Estamos ante un error conceptual que numerosas veces hace desistir al interesado. A menudo se dice que el universo es plano (geometría euclídea), esférico o con la forma de una silla de montar a caballo (geometría hiperbólica). Estas ideas generan confusión, porque uno se imagina el cosmos, por ejemplo, como la base de una pizza colosal o con la forma de una gran sandía. Sin embargo, cuando se citan esas tres posibilidades se está haciendo referencia a la geometría del tejido del universo en un entorno local, no a su morfología como un objeto único.
En el escenario local, una ciudad puede considerarse plana. Pero si pensamos en todo un continente, la curvatura de la Tierra empieza a manifestarse. En la ciudad, la suma de los ángulos de un triángulo siempre será 180º. En cambio, si trazamos el triángulo sobre el globo terrestre, la suma de sus ángulos será superior. Y si lo trazamos después sobre una silla de montar, veremos que es inferior.
Algo parecido sucede con el tejido del cosmos. No se trata de lo inmenso que sea el dibujo de nuestro triángulo, sino de comprender que el espaciotiempo es un tejido que se deforma con la presencia de masa, y la curvatura ya no se produce sobre la superficie terrestre, sino en tres dimensiones espaciales y una temporal, algo un poco más complejo de imaginar, pero todavía intuitivo. En cualquier caso este tejido, mayoritariamente, presenta una geometría cercana a la euclídea. Esto significa que los triángulos que pintemos con una brocha sideral sumarán típicamente 180º, salvando algunas pequeñas deformaciones ocasionadas por la materia –de hecho, si uno observa con cuidado, descubrirá que nuestra ciudad también presenta algún que otro desnivel–.

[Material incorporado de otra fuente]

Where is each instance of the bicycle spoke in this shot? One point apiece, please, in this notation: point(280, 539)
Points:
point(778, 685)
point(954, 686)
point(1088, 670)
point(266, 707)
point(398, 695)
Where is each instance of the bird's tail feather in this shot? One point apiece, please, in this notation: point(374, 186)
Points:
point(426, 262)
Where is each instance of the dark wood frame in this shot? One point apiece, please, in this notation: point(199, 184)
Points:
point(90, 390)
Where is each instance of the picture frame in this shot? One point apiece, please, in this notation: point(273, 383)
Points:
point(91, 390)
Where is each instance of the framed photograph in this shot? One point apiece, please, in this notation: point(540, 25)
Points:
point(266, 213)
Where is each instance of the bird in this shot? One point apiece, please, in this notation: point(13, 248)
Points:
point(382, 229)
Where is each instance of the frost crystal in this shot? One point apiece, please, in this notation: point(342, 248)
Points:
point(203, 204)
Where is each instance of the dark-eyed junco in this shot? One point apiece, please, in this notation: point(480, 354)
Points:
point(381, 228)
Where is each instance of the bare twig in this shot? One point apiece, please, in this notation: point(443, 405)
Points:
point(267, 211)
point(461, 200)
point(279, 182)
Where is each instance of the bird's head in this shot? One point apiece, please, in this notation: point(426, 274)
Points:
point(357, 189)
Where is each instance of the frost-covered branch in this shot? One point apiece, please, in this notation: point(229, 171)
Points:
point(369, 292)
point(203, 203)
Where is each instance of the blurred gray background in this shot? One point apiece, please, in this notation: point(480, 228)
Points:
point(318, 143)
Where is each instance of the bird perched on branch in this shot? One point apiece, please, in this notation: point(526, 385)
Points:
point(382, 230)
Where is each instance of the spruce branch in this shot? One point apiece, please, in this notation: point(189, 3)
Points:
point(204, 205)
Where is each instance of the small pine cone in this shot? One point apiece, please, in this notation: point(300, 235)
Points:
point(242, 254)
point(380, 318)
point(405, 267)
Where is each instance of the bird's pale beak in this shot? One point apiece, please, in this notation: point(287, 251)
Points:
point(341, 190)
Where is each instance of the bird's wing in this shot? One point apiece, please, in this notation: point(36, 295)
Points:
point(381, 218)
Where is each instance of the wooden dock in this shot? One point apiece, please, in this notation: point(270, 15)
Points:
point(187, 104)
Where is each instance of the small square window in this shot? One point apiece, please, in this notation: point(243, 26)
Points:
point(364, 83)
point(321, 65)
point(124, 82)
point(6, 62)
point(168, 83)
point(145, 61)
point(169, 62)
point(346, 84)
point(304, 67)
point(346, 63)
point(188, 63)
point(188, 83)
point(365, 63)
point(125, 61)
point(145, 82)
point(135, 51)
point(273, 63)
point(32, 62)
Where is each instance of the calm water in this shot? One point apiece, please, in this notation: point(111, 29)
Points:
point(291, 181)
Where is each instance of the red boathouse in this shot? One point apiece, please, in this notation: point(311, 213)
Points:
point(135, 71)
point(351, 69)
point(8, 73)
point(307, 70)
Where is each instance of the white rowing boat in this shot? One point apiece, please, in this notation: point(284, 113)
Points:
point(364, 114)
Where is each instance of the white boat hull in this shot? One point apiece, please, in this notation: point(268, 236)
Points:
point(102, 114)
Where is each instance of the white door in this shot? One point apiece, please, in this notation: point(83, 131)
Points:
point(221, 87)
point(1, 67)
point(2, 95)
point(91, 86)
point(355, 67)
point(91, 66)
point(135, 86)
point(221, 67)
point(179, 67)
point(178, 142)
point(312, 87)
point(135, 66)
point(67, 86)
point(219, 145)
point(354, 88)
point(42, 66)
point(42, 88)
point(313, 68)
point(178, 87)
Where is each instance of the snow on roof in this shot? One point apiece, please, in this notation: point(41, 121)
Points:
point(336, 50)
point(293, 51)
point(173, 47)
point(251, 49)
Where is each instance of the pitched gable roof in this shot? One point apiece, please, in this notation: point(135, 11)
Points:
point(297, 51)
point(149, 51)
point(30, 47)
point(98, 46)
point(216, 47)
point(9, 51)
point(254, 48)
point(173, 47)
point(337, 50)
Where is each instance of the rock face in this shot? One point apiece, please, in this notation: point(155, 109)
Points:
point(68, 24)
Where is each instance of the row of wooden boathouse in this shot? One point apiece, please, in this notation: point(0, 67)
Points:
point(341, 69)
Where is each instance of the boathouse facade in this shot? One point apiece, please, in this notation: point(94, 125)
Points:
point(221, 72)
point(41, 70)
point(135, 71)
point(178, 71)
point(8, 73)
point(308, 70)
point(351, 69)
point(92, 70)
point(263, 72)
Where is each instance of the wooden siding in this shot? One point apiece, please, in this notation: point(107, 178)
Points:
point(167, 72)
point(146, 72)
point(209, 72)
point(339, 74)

Además, pensando a grandes escalas, el universo es homogéneo e isótropo –éste es el llamado principio cosmológico–. Homogéneo porque al comparar dos fragmentos cualesquiera, eso sí, lo suficientemente grandes, presentan un aspecto similar; con cúmulos de galaxias y filamentos que conectan tales estructuras. E isótropo porque podemos mirar en direcciones arbitrarias y también presentará un aspecto similar.
Para ilustrarlo de forma más mundana, solo hay que pensar en que desde cualquier posición en la superficie de la Tierra podemos mirar hacia la profundidad del cosmos, sin que encontremos un lugar preferido para capturar la luz –excepto, por supuesto, aquellos espacios más despejados donde situar los telescopios–. El universo se nos presentará, aproximadamente, con el mismo aspecto en todas direcciones. Se mire como se mire, ahí estarán los cúmulos y los súper cúmulos; ya sean de polvo, de estrellas o de galaxias.
Y nosotros los observamos porque atrapamos sus partículas de luz –fotones– con los telescopios. Y es de esa luz de donde extraemos la información más variada, desde la composición química de un astro concreto hasta el alejamiento acelerado de una galaxia respecto a la nuestra.
De hecho, mirar hacia el universo profundo se traduce en capturar la luz más antigua que nos llega: el fondo cósmico de microondas, la radiación que se liberó hace cerca de 14 mil millones de años, poco después de la gran explosión que marcó el inicio de los tiempos, el Big Bang.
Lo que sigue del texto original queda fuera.